“It’s the most wonderful time of the year!” Somehow that Andy Williams song always welcomes in the holiday season for me, followed closely by the movie “Elf.”
In fact, let me just say right now that if you have not seen the movie ELF, it’s a Christmas must!
See, Buddy the Elf is a human that was raised by elves at the North Pole, until he discovers that he is actually a human and that his father lives in New York. When Buddy ventures out to meet his dad, he only has a few requests… “I thought maybe we could make ginger bread houses, and eat cookie dough, and go ice skating, and maybe even hold hands.”
Since 2003, I have watched the comedic behavior of Will Farrell who plays Buddy the Elf, and as the laughs come, I am reminded of a few simple characteristics that apply to our every day life and that can greatly impact our leadership.
In fact, here are 5 Leadership Lessons from Elf:
- Everyone has value, and everyone is special! Buddy does a great job seeing value in each person with whom he engages. Whether they are a child, an executive or a maid, he views everyone through this lens of potential, value and joy, and encourages it out of them. As leaders, when we choose to see in people what they don’t see in themselves, we create a space to show them what is possible!
- He models his message. “I like to smile. Smiling’s my favorite.” Buddy engages every situation with clarity and confidence and does not waiver in his resolve to live out what he believes! One of the greatest things that will build trust and earn respect for us as the leader is also to model our values, so that those we lead can follow our example.
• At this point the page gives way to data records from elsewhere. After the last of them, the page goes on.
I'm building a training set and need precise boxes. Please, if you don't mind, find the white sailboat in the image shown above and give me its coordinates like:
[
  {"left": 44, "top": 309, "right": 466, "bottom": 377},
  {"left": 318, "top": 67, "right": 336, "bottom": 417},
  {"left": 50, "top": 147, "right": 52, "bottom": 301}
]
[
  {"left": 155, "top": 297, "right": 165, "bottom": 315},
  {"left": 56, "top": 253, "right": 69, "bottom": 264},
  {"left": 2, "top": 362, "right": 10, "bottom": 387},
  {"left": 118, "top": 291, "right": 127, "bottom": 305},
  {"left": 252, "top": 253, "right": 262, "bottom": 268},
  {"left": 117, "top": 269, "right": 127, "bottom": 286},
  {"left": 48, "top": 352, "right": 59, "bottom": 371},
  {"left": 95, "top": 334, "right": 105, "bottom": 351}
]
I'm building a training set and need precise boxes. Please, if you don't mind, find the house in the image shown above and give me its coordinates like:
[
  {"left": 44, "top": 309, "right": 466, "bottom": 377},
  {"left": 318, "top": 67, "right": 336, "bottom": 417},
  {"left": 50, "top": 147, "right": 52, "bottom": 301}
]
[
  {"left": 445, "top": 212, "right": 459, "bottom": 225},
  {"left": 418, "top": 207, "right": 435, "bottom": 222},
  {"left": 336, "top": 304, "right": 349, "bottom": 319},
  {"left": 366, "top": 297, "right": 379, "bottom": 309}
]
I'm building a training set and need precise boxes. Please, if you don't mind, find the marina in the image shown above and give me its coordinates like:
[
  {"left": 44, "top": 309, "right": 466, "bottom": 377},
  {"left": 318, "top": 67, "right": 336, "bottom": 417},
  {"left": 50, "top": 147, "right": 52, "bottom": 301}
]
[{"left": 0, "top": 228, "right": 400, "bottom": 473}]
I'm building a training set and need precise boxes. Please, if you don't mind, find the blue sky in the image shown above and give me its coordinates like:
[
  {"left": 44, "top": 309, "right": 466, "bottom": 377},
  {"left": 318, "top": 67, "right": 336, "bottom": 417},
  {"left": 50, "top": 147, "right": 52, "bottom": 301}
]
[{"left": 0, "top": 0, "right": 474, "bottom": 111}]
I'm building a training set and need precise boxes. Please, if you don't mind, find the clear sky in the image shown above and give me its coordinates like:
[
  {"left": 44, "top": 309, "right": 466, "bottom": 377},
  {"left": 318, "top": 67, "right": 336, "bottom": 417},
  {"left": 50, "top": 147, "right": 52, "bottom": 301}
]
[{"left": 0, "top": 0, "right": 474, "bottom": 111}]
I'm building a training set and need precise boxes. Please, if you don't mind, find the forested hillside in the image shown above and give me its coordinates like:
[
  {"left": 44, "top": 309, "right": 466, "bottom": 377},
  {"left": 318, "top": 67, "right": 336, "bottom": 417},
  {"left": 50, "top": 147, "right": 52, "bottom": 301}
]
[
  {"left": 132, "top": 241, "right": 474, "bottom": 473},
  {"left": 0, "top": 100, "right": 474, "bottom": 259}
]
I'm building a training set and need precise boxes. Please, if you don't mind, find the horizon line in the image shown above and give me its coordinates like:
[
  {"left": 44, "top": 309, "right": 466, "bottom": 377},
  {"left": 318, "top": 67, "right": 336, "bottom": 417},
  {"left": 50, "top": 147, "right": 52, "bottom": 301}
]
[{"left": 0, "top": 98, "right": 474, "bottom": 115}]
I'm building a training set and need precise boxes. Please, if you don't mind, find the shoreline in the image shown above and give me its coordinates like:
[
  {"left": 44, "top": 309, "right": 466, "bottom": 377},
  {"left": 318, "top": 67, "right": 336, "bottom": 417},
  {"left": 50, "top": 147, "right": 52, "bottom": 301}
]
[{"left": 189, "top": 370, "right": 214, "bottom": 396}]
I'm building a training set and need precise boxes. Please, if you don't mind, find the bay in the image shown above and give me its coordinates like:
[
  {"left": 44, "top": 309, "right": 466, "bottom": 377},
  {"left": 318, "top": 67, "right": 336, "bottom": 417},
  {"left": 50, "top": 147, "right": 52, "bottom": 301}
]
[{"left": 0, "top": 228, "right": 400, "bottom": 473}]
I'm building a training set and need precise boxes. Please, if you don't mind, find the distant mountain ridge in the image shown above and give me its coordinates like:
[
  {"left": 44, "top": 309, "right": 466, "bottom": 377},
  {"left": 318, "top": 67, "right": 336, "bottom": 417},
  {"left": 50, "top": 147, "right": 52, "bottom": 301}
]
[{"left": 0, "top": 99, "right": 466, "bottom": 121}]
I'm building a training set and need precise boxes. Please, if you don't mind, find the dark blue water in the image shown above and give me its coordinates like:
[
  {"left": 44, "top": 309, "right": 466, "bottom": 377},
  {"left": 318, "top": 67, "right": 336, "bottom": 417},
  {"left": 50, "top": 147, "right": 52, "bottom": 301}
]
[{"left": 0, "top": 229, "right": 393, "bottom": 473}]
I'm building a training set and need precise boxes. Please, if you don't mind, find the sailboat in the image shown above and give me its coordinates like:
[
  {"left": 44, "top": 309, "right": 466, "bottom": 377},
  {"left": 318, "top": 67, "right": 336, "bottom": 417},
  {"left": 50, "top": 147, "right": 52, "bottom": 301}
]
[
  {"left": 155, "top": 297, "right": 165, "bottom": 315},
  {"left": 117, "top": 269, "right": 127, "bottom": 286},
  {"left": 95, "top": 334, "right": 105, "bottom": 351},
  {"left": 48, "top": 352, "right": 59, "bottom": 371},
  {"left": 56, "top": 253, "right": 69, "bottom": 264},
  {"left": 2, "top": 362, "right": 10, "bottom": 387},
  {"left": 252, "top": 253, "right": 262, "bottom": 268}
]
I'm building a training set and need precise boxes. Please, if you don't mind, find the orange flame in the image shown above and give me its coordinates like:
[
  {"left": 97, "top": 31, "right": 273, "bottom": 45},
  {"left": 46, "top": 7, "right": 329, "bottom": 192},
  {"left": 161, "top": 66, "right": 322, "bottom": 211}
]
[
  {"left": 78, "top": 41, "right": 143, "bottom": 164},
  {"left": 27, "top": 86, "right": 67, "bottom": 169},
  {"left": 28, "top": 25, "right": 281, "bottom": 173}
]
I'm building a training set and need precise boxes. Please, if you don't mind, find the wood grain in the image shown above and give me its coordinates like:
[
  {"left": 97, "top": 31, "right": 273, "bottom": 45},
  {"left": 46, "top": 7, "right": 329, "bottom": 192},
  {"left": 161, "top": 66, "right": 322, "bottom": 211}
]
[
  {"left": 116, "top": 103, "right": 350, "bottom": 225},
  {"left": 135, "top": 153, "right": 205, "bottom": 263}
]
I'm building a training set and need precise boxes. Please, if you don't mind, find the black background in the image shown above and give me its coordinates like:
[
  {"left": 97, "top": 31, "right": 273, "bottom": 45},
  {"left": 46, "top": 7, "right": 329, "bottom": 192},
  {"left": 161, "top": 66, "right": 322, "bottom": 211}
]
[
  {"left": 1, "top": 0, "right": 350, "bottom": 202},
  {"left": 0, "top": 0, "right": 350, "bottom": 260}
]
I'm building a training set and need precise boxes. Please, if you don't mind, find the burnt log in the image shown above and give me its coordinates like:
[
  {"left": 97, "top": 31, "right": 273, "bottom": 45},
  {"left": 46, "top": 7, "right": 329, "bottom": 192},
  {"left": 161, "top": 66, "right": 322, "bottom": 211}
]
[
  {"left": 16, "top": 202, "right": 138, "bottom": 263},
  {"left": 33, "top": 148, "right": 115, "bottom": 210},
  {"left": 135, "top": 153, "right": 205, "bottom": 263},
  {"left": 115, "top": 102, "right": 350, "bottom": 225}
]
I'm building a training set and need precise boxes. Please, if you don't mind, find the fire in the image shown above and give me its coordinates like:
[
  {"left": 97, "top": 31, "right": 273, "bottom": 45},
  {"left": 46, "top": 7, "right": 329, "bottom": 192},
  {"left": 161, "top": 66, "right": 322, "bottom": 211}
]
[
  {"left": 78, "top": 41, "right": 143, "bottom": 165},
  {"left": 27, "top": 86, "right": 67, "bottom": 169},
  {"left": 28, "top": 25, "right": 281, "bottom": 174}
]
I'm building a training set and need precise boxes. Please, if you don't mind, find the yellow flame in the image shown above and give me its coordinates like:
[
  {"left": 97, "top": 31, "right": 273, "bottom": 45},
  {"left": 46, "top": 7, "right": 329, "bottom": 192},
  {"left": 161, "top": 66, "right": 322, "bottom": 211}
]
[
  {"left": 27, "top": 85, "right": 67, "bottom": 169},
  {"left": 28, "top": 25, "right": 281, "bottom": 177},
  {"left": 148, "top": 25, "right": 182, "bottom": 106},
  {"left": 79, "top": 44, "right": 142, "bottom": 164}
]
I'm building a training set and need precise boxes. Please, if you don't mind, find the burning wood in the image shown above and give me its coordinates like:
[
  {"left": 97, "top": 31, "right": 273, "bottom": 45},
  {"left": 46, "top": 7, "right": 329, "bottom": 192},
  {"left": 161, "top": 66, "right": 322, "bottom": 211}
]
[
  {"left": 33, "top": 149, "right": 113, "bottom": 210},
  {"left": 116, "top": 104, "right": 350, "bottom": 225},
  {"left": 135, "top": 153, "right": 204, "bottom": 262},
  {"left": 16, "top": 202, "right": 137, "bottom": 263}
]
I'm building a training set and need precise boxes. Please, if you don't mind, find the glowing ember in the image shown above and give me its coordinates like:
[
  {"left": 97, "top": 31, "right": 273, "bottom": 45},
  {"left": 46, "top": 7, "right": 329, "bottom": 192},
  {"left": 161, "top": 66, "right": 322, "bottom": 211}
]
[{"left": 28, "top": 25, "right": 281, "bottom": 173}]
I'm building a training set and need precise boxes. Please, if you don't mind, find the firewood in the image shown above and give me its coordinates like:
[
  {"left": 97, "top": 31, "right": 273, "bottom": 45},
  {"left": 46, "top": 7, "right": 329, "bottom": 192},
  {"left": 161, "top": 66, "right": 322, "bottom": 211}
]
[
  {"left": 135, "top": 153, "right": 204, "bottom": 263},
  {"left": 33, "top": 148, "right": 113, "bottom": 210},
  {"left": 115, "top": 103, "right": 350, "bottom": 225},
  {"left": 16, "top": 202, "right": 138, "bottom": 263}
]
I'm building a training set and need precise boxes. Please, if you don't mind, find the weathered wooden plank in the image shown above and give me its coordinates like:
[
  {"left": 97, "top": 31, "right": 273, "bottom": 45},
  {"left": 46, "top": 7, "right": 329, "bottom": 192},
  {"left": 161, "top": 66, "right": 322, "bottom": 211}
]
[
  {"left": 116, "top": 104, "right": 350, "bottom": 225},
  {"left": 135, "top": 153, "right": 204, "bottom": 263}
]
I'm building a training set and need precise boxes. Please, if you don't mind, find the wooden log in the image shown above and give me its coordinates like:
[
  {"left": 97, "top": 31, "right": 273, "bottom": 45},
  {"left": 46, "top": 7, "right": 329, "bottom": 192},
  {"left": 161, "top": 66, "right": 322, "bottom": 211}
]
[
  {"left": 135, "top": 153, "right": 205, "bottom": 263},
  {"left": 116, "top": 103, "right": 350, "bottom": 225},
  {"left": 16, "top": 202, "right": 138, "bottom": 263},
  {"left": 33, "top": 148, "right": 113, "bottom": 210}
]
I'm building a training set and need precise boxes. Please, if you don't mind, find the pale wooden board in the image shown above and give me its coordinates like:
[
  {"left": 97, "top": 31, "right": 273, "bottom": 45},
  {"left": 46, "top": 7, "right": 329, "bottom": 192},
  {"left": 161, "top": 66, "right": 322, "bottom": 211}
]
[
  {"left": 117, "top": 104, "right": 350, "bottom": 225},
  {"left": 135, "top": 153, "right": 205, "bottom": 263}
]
- Perspective. Buddy treats everyday like it’s Christmas. The fun, hardworking culture in the elf shop has taught him to work as a team, and celebrate with anticipation what is to come. Because of that, he carries a perspective that everyday holds expected joy, purpose and simple fun. What would it look like if we walked in to our office with that perspective? What would it sound like if we conveyed a sense of joyful anticipation for our team or project? I bet we too would impact the culture and the atmosphere would change over time.
- Ownership. “I’m sorry I ruined your lives and crammed 11 cookies into the VCR.” It’s a little comical how specific Buddy’s apology to his father is, but what is great is that he is taking full ownership of the perceived wrong that has been done, that seems to be creating division. As leaders, when we take ownership of where we have fallen short or responded poorly, it shows those around us that taking ownership is valued in our culture. It gives other people permission to mess up, to own it AND then to move forward. Ownership from the leader helps yield a healthy culture to grow in.
- Sing Loudly. “The best way to spread Christmas cheer is singing loudly for all to hear.” Out of every scene, you probably know this scene the best! In this scene, people are grumbling, curious and anxious, but when someone begins to sing…everything changes. The singing at first is soft, unheard by the masses, but shortly a few join in, then several others and one by one, the singing is the loudest thing you hear and the smiles are what is seen. In the same way, in our organizations, there will always be talk, feelings, questions and other things circulating amongst our teams. We have to be the loudest voice of encouragement, truth, vision, clarity, hope, support, heart and truth that our team hears. So cheer loudly for those around you and it will be contagious!
This holiday season will go by quickly, it’s an amazing season and probably filled with lots of deadlines and demands. I want to encourage you this season, find the fun, be a carrier of joy and model for your team how to lead well both personally and professionally! Make sure Elf is on your list to watch this year, it’s always a good one!